Destino de morrer por não ser rápido o suficiente

Os cães que não são velozes ou tiveram sua habilidade prejudicada por uma lesão grave são removidos da prática da corrida. Para alguns cães sortudos, essa situação pode resultar em reabilitação física e adoção, porém muitos são eutanasiados. Na Austrália, um memorando relatou que cerca de 17.000 galgos saudáveis são eutanasiados anualmente.

Denúncias de crueldade e negligência

Foram documentados inúmeros casos de crueldade e negligência na indústria de corrida de galgos nos EUA. Aproximadamente 30% dos cães sofriam com abuso físico, estavam infestados de parasitas, apresentavam quadros de desnutrição e não recebiam cuidados veterinários.  Em 2012, na Irlanda, seis galgos foram encontrados mortos, após terem sido baleados. O responsável admitiu que planejou eliminar os cães devido ao desempenho desfavorável em nas provas de corrida. Em 2016, galgos foram encontrados dormindo encharcados em sua própria urina e vivendo em condições precárias em instalações nos EUA. 

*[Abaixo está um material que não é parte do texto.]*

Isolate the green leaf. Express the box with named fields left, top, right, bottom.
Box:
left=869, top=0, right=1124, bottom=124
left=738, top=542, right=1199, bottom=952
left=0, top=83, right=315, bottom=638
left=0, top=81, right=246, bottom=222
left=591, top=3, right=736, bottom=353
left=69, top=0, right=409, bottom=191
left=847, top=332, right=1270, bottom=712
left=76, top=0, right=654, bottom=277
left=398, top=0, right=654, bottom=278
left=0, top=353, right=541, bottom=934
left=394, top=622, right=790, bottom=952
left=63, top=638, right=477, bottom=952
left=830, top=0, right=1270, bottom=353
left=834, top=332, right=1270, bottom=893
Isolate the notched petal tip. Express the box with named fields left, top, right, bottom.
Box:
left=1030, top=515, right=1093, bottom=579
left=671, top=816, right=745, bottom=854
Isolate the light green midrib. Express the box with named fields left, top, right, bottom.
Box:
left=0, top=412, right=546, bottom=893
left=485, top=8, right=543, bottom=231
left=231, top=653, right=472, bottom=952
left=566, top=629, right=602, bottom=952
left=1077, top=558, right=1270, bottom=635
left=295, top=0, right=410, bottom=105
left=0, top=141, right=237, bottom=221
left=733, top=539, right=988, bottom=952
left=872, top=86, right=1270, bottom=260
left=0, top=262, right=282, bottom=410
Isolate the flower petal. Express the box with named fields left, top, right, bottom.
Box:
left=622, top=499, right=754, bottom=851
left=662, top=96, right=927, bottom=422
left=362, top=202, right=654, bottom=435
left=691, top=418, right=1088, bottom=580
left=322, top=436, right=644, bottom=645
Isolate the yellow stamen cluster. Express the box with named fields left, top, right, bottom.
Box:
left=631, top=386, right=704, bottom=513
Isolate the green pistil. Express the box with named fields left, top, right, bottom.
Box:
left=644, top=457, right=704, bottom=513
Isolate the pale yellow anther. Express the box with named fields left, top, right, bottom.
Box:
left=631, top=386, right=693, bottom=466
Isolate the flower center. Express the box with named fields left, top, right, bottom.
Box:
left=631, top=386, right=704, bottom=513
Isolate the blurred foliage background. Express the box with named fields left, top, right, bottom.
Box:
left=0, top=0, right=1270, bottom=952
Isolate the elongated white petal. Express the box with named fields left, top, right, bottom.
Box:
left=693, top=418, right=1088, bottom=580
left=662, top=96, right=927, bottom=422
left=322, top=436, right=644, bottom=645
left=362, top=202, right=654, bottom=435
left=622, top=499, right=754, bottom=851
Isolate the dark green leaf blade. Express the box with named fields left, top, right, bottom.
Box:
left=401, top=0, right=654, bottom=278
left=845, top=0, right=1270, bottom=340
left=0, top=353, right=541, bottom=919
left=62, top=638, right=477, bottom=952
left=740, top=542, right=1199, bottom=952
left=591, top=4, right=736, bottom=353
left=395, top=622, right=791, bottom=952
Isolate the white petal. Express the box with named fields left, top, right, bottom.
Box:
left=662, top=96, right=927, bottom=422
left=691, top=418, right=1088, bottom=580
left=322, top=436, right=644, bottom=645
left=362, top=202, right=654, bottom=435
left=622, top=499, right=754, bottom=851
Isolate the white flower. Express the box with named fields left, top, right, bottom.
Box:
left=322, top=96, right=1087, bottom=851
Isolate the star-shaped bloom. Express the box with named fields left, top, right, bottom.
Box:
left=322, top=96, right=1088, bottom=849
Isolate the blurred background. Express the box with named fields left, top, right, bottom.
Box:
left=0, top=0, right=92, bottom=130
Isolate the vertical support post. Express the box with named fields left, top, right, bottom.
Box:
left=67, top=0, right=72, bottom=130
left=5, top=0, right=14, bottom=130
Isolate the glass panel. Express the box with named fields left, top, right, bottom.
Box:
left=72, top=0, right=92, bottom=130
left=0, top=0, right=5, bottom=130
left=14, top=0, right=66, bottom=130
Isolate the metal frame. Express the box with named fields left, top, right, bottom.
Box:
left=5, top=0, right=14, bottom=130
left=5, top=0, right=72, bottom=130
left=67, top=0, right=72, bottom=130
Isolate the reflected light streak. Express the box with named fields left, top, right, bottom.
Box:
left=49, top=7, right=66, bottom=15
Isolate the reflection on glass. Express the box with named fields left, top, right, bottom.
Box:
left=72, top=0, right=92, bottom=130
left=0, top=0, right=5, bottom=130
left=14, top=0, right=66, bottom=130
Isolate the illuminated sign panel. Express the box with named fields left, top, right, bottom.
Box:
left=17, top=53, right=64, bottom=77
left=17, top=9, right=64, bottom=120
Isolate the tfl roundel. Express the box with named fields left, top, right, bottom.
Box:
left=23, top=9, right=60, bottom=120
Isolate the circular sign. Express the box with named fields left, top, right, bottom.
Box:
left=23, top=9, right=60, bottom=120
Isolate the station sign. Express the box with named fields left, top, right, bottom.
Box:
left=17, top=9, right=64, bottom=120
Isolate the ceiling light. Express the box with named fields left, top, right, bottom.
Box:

Doping de galgos para aumentar as chances de um bom desempenho nas corridas

Nas pistas de corrida da Flórida foram registrados 438 casos de uso de drogas nos cães de corrida, sendo que 73 amostras tiveram resultado positivo para cocaína. Verificou-se também o uso de outros medicamentos como, lidocaína e opióides. Esses medicamentos são usados para aumentar o desempenho do animal e diminuir a sensação de dor que afeta negativamente a velocidade do animal. Além disso, relatos indicam que 50% das cadelas recebem anabolizantes. 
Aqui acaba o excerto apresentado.